Direct-to-consumer (DTC) sour candy brand Final Boss Sour is building its innovation pipeline with the help of $4 million in Seed 2 funding, while the brand is not rushing to the next level of the CPG game – i.e., retail.
Launched in 2021, Final Boss Sour was the brainchild of Co-founders James Hicks, Tommy Riggs and London Lazerson and built in the Science studio, the innovation hub behind iconic brands, like Liquid Death.
The candy brand specializes in dried fruits, like mango, kiwi, pineapple, cranberries, berries and others, coated or dipped in sour flavors at varying degrees of intensity.
“We found that if you treated things that were naturally sour – like a dried cranberry or a dried mango – like a sour candy, then coated it with sour acids and blended it in a proprietary way, that you could unlock that deeper level of sour,” Hicks elaborated.
Final Boss Sour gamifies eating by labeling the sourness level of each candy – level one being the least sour and level three being the most – encouraging consumers to one-up their taste buds, Hicks explained.
“I noticed that spicy was really having a moment in social – think of the Hot Ones podcast or the One Chip Challenge – and that really had not been done in the sour space,” he added.
The $4 million in capital from GFR Fund, Uncommon Denominator, Melitas Ventures, DMG Ventures, Simple Food Ventures and Air Ventures will fuel the brand’s innovation strategy, expand distribution and support programs with influencers, the company shared.
Final Boss Sour finds an audience TikTok
The gaming metaphor extends to the packaging and branding of Final Boss Sour, which features pixelated mascots and ’90s-style video game graphics. The candy brand even hired an Eastern European video game development company to design the branding and packaging to ensure the company authentically captured gaming aesthetics, Hicks explained.
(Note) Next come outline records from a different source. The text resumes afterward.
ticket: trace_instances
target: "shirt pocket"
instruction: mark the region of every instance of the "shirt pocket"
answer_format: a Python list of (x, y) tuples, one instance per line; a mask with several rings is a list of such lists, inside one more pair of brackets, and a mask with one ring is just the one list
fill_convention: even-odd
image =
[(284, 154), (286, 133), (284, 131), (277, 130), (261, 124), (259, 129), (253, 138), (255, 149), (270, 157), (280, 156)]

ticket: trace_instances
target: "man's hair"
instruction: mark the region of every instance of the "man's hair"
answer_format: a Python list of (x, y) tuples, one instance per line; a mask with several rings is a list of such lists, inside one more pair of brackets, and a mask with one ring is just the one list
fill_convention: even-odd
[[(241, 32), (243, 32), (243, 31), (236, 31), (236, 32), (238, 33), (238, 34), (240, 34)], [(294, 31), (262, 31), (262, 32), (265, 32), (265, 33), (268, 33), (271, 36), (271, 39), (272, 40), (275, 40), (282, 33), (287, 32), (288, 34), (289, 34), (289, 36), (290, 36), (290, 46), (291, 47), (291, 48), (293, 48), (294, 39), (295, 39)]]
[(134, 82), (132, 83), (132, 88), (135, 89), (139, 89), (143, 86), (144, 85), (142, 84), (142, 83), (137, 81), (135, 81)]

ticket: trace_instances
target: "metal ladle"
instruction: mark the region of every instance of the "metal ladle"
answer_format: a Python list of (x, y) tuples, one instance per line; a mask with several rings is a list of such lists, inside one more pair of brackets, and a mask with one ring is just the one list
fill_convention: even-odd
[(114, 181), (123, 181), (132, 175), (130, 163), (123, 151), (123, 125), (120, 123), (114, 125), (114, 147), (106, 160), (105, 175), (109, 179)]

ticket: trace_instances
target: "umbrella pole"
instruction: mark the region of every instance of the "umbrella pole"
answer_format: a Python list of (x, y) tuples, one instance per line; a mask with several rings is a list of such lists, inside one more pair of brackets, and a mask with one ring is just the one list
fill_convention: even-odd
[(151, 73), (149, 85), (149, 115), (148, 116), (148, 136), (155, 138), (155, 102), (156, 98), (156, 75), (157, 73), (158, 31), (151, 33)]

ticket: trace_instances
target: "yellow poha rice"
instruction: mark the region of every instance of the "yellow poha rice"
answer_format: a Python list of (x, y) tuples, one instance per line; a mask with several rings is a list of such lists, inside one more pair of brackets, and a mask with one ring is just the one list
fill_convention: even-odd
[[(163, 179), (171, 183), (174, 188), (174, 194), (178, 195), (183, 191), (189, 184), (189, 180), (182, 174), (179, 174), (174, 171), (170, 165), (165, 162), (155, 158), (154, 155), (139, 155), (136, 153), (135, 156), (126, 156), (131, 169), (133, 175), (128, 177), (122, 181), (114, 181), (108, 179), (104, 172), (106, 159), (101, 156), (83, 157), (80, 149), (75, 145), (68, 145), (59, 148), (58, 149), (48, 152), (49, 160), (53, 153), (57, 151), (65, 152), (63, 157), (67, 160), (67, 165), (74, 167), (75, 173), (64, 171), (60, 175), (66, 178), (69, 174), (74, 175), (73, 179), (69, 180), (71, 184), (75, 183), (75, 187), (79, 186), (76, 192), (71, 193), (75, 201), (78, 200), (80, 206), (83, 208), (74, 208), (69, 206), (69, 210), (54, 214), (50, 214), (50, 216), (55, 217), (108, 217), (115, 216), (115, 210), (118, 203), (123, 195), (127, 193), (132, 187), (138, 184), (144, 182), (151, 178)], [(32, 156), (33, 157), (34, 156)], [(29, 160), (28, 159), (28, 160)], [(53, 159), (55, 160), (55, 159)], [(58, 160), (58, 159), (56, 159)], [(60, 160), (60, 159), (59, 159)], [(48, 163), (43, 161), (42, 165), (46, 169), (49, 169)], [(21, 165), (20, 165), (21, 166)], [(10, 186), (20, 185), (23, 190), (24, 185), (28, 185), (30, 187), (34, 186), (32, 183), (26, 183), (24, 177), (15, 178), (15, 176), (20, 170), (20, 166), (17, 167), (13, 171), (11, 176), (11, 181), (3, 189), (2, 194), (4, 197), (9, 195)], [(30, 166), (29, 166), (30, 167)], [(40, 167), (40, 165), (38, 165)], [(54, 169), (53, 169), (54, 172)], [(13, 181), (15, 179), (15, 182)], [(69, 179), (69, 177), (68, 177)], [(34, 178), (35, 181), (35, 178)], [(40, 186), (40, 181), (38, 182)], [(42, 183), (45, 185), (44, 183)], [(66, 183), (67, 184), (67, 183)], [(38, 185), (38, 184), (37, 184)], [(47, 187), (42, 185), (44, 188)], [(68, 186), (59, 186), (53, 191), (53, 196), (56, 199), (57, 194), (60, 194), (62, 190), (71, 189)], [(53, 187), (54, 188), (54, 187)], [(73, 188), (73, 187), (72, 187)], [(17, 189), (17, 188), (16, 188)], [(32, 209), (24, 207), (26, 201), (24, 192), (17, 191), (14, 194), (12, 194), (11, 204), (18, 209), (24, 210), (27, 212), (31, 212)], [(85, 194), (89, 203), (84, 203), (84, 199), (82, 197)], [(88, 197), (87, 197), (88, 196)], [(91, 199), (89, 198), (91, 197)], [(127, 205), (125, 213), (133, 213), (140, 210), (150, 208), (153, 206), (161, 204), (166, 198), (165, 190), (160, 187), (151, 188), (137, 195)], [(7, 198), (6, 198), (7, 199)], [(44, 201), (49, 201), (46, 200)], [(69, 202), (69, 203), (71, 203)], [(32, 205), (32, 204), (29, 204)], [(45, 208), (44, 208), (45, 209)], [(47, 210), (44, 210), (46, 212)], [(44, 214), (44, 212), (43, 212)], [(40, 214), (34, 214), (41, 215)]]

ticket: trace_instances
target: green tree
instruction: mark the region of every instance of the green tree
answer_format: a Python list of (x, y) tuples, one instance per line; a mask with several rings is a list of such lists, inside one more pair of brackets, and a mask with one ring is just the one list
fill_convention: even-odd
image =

Final Boss Sour’s website features a leaderboard, with customers who purchased the most bags of candy, emulating high-score leaderboards from video games.
With its nostalgic branding, Final Boss Sour cultivated a TikTok audience, which skews younger, by working with TikTok shop affiliates and content creators, Hicks explained. For the immediate future, Final Boss Sour’s focus is on growing its DTC channels, including Amazon, before retail expansion, Hicks said.
“The near-term focus is on DTC. We do not have any plans to be in retail this year. ... Our strategy as a whole has been to build up this giant swell of awareness online, so that if and when we do decide to go into retail, we will come with a position of strength,” Hicks said.
Fruit: Nature’s sour candy
Final Boss Sour is tapping into the growing better-for-you indulgences trend by using real fruit.
Additionally, sour candies remain on-trend, with companies like Nassau Candy releasing products, including its Clever Candy line of different-shaped sour gummies, at this year’s Sweets & Snack Expo.
“We made it very clear from the get-go that we do not want any sacrifice on taste, and in fact, we want to enhance taste. So, whatever better-for-you trade-off we are asking the customers to make, we are not touching taste. We want to create the best tasting, most sour products. The good news for us is we can do that by making our product generally better-for-you by using” actual fruits, Hicks said.